The 133-count grand jury charge, handed up April 26, declares that the criminal activities happened in Los Angeles, Waterfront as well as Ventura counties.

The indictment charges the defendants with a selection of matters, including conspiracy, home loan scams, grand burglary, identification burglary, bogus, submitting a false or built document and cash laundering.

The offenders presumably exploited the Yrgene Power Fund as well as Renew Financing, business that supply moneying to certified specialists for power- efficient home enhancements for home owners, and utilized incorrect identities to obtain home loan from conventional banks and hard money lending institutions, according to the Attorney General’s Office.

“The claims versus these accuseds charge a pattern of negligence for the law and also determination to reach stealing the identifications of the deceased just to enhance their scheme,” The golden state Attorney General Of The United States Rob Bonta said in a statement revealing the costs. “Our office will certainly seek to hold these accuseds responsible for their alleged activities.”

Those called in the indictment are: Tamara Dadyan, 39, Richard Ayvazyan, 42, Artur Ayvazyan, 41, Grigor Tatoian, 50, Andranik Petrosyan, 46, Arshak Bartoumian, 48, Artashes Martirosyan, 43, Lilit Malyan, 39, Lubia Carrillo, 41, Rosa Zarate, 49, Estephanie Reynoso, 31, as well as Vanessa Bell, 60.

Eleven of the accuseds have actually pleaded not guilty, with Malyan due back in a downtown Los Angeles courtroom for arraignment Might 18.
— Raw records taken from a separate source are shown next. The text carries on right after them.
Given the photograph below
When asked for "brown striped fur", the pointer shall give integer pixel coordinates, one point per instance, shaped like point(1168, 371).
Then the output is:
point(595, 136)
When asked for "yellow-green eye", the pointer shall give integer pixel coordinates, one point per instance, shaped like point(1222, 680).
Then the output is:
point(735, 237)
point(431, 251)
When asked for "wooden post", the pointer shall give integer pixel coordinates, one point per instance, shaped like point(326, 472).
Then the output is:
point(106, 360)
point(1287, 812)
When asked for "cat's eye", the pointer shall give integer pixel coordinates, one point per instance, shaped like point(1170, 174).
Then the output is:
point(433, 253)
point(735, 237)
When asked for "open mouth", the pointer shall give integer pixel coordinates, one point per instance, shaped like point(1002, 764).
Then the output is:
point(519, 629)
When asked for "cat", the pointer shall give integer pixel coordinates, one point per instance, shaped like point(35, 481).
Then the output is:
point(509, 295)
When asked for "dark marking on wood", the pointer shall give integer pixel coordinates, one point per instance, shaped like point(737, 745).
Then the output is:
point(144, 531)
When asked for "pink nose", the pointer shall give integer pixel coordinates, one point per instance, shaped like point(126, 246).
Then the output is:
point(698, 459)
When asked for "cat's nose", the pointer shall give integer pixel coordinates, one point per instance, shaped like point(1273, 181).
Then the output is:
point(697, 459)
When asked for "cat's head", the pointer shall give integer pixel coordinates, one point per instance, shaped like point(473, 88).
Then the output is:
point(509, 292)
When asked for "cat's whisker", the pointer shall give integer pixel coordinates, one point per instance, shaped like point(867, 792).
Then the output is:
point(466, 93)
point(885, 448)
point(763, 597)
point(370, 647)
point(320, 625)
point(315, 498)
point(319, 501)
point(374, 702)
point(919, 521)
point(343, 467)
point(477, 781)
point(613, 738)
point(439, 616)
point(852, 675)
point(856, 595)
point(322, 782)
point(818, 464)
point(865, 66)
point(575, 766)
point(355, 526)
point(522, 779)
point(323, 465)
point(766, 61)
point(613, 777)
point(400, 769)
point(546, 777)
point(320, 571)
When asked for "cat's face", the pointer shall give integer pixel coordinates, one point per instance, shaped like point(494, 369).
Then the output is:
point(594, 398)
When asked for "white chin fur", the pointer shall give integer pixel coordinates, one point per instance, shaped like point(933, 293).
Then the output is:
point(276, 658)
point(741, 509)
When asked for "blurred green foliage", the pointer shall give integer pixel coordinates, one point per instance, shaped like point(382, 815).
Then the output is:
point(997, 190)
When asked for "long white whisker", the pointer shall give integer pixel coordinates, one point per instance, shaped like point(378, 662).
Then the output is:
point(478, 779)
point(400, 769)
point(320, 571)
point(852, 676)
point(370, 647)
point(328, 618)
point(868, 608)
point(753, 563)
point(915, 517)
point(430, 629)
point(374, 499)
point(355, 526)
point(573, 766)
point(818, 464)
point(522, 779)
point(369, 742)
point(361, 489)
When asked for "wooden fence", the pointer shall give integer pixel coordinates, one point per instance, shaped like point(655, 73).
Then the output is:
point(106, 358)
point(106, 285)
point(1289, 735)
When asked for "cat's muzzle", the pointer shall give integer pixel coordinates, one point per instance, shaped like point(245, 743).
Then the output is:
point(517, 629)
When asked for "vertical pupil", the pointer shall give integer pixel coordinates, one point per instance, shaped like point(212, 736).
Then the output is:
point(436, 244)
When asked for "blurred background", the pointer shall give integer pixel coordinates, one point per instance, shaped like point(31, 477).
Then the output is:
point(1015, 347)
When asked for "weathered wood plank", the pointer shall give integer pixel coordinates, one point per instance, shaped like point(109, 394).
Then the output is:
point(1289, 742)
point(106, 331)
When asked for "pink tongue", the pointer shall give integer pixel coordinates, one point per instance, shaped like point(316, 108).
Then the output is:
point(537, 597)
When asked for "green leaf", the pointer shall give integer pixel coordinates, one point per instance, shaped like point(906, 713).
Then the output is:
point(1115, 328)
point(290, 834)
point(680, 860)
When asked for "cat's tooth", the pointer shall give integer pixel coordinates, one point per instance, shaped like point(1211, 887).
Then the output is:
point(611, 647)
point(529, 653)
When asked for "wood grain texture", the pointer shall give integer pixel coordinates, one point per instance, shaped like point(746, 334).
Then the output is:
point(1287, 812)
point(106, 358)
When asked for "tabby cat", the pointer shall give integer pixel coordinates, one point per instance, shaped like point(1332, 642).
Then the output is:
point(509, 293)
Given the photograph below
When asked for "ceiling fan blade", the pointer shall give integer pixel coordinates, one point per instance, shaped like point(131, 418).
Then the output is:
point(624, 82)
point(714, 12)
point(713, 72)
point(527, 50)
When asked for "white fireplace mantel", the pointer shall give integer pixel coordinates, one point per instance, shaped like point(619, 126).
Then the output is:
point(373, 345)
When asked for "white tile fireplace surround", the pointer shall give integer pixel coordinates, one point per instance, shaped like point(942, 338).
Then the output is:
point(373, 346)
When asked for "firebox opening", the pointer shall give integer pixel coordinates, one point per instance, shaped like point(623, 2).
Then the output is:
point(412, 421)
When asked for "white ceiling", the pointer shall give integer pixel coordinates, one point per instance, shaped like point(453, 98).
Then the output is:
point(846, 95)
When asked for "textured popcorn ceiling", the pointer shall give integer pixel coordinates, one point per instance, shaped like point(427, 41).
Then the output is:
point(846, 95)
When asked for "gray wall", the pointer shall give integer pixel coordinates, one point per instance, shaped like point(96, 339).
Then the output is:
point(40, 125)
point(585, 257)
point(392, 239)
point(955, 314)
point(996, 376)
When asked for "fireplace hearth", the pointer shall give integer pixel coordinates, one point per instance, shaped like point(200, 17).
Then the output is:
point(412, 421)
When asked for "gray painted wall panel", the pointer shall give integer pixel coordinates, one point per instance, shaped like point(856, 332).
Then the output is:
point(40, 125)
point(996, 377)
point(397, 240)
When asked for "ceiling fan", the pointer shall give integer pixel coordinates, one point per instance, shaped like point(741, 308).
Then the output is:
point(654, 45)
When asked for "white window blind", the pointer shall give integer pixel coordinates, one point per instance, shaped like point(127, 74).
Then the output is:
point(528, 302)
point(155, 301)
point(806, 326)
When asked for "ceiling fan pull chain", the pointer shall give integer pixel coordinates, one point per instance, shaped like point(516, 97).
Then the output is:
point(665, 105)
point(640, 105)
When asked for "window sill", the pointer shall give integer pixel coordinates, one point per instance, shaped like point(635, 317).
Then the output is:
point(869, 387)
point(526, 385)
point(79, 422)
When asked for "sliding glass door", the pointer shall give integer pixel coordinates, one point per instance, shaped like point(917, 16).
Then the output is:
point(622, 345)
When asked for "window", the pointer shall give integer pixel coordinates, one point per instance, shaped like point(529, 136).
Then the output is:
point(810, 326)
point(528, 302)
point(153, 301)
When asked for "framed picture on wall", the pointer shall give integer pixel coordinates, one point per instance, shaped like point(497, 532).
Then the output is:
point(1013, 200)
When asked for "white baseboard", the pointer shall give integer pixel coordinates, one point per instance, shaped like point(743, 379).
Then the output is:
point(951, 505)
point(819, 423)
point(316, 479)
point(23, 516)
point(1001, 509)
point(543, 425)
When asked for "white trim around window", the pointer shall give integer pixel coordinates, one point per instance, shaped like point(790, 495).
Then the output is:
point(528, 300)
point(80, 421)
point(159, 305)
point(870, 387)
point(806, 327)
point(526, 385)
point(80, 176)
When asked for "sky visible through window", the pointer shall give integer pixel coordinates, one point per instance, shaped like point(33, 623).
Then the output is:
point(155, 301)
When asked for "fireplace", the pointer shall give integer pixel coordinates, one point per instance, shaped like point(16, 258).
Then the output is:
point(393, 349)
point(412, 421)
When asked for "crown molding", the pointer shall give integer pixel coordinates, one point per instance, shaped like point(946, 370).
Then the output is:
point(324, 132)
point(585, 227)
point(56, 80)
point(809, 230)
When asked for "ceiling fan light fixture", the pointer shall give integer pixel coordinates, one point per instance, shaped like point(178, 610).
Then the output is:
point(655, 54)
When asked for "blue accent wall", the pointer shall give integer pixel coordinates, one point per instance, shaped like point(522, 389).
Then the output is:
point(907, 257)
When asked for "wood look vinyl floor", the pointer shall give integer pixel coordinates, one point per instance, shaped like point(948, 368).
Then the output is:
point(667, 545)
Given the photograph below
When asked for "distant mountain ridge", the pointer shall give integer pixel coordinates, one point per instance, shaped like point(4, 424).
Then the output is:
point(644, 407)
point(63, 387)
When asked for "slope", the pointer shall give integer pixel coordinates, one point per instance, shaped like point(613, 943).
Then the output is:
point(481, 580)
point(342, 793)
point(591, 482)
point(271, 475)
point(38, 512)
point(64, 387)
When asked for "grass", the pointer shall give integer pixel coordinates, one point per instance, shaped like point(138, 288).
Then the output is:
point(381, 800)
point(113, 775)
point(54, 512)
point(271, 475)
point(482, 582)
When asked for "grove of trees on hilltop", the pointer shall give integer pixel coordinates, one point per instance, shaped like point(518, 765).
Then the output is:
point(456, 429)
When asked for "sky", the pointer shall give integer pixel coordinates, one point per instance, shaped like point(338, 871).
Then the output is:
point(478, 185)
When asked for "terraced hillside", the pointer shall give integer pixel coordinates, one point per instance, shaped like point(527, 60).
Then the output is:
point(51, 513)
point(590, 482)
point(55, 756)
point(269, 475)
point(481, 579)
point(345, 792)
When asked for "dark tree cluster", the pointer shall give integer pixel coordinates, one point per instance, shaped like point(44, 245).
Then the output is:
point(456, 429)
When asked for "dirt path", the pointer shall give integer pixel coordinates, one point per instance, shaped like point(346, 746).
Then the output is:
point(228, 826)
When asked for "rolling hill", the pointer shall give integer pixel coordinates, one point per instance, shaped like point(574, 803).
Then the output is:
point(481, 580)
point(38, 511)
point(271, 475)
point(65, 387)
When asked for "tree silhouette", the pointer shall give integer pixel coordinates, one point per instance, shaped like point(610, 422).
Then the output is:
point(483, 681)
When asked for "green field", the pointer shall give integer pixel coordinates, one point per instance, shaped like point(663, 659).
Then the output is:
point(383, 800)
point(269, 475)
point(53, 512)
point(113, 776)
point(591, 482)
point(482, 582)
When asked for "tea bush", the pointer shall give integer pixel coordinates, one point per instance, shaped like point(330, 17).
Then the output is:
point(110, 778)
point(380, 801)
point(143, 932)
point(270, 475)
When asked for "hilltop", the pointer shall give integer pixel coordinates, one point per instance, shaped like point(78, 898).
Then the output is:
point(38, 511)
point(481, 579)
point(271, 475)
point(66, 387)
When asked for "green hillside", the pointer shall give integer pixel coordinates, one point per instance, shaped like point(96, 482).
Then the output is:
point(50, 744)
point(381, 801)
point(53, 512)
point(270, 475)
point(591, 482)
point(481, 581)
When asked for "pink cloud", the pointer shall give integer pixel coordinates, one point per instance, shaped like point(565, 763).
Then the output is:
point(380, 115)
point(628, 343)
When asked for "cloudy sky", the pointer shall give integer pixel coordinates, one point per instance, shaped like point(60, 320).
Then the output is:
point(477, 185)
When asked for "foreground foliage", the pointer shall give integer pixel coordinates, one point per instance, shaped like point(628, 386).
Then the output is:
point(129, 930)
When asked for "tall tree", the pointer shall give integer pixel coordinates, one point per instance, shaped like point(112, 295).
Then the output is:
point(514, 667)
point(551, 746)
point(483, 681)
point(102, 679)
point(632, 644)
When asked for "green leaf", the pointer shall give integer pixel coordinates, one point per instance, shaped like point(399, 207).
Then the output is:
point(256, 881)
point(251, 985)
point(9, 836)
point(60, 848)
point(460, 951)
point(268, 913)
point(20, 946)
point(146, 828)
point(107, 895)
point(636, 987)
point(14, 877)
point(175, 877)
The instance originated from a multi-year investigation by the Los Angeles Police Department, with assistance from the Federal Real Estate Money Firm, Office of Assessor General.

The attorney general of the United States lauded both agencies for “their work to put an end to a comprehensive, six-year scams plan that caused the theft of an approximated $15 million.”

“If you were a victim or know please call 213-486-6979,” said a tweet from LAPD Capt. Lillian Carranza.